12.8.10

Inrespirar

Eu inrespiro.
Foi raro, mas agora acontece frequentemente.
Acontece mais por causa do frio do ar condicionado, do chá mate e do outono.
Acontece quando a paixão inunda meus pulmões e me sufoca.
E eu morro por alguns segundos/momentos/minutos/infinitos.
É porque hoje é quinta-feira, ou por causa da sua camisa xadrez, é por causa da poeira nos livros que eu engulo tentando abstrair alguma genialidade.
Acontece a-cada-vez que eu atravesso a ponte.
Quando eu olho pros meninos da escolinha de futebol de praia, quando eu compro um jornal, quando eu amo uma amizade.
É como se eu estivesse coberta, mas agora estou à flor da pele, como diria nosso querido amigo.
É porque eu queria aprender violino, e porque os Smiths tocam tão bem, mesmo ninguém ouvindo, eles continuam, e eu os ouço andando na praia (no pensamento, porque na verdade eu estou little morrendo na minha janela).
É porque o porteiro troca experiências de amor com o pedreiro da reforma, é por causa do mar chegar tão perto que quase entra na rua e alaga os ciclistas.
A cada vez que isso acontece, e especialmente porque é quinta-feira, eu inrespiro.
E eu vou morrendo a cada segundo/momento/minuto/infinito, até me entregar completamente à idéia de amar simplesmente, e esquecer de respirar.

11.5.10

La Pianiste

Um dia percebeu. Há quanto tempo estivera ali? Um piano jazia mudo, vegetal no canto da sala. Não existisse, e teria mais espaço para a televisão.
Que grande desperdício, um exibicionismo de passado. Ter um piano.
Ninguém mais perguntava quem toca, já tinha virado parede.
Passou de novo pelo infeliz, talvez fosse melhor vendê-lo logo. Mas quem havia de querer um piano? Coisa antiquada.

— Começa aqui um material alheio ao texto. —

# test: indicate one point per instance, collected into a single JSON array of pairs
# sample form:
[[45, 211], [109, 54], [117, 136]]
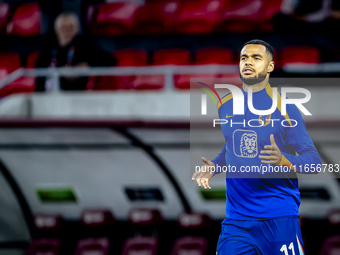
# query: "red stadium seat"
[[194, 220], [114, 18], [97, 217], [300, 55], [231, 78], [144, 216], [171, 57], [334, 217], [99, 246], [331, 246], [220, 56], [157, 17], [190, 245], [32, 59], [44, 246], [4, 13], [47, 221], [268, 11], [127, 57], [182, 81], [131, 57], [10, 62], [198, 16], [148, 82], [140, 245], [240, 16], [26, 20]]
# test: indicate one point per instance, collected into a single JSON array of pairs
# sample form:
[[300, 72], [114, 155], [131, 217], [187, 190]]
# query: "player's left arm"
[[298, 138]]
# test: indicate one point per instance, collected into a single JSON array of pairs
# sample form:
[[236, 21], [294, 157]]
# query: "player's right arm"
[[208, 170]]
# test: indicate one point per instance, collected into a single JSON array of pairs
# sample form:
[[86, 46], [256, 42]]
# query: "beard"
[[254, 80]]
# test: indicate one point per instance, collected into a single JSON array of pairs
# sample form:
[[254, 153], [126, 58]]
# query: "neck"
[[256, 87]]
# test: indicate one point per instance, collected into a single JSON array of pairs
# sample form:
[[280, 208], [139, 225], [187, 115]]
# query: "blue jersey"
[[254, 191]]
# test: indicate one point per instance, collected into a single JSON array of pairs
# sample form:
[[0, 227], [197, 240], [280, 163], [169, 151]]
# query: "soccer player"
[[262, 208]]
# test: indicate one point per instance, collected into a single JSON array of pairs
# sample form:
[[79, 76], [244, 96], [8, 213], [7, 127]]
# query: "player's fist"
[[273, 153], [205, 173]]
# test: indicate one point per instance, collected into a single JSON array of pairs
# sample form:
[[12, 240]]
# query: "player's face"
[[67, 29], [255, 64]]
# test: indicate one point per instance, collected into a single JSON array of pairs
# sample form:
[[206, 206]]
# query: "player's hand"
[[273, 153], [205, 173]]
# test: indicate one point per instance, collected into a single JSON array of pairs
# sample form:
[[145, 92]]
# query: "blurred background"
[[96, 151]]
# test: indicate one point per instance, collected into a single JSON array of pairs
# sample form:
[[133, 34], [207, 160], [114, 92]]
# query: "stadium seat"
[[114, 18], [171, 57], [219, 56], [182, 81], [240, 16], [190, 245], [131, 57], [32, 59], [331, 246], [97, 217], [198, 16], [125, 58], [300, 55], [99, 246], [44, 247], [157, 17], [10, 62], [230, 78], [268, 11], [148, 82], [333, 217], [140, 246], [144, 216], [47, 221], [194, 220], [26, 20], [4, 14]]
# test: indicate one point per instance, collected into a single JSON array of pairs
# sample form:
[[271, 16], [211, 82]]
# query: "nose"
[[248, 62]]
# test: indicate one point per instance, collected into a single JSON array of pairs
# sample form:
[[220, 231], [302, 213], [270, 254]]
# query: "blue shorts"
[[279, 236]]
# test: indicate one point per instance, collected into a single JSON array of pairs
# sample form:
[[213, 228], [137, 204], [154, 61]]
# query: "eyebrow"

Era um elefante branco em plena velhice. Tinha a mesma idade da dona, mas parecia um pai, acusando e cobrando.
Acharia alguém que o quisesse.
Voltou para reabastecer a xícara de café e o viu de novo. Um incômodo. Ficou olhando, e sentiu amor e saudade. Sentou-se. Abriu a sua boca. Parecia impossível que ainda cantasse alguma coisa. Um cadáver.
Tirou o pano que guardava seus dentes intactos, amarelos de quem fuma. Diria o que? Apenas tocaria. Abraçou as lembranças e gritou uma nota. O corpo estremeceu.
A dor chegou até a espinha. Seria possível lembrar ainda? Fechou os olhos. A decepção, a raiva, não tinha mais volta. Sentiu dor, a garganta apertando. Amaria aquele pai até a sua morte.
Cedeu e tocou. E as lágrimas saíram ardendo, e a angústia foi junto.
Morreremos juntos, por mais que eu te odeie e te evite.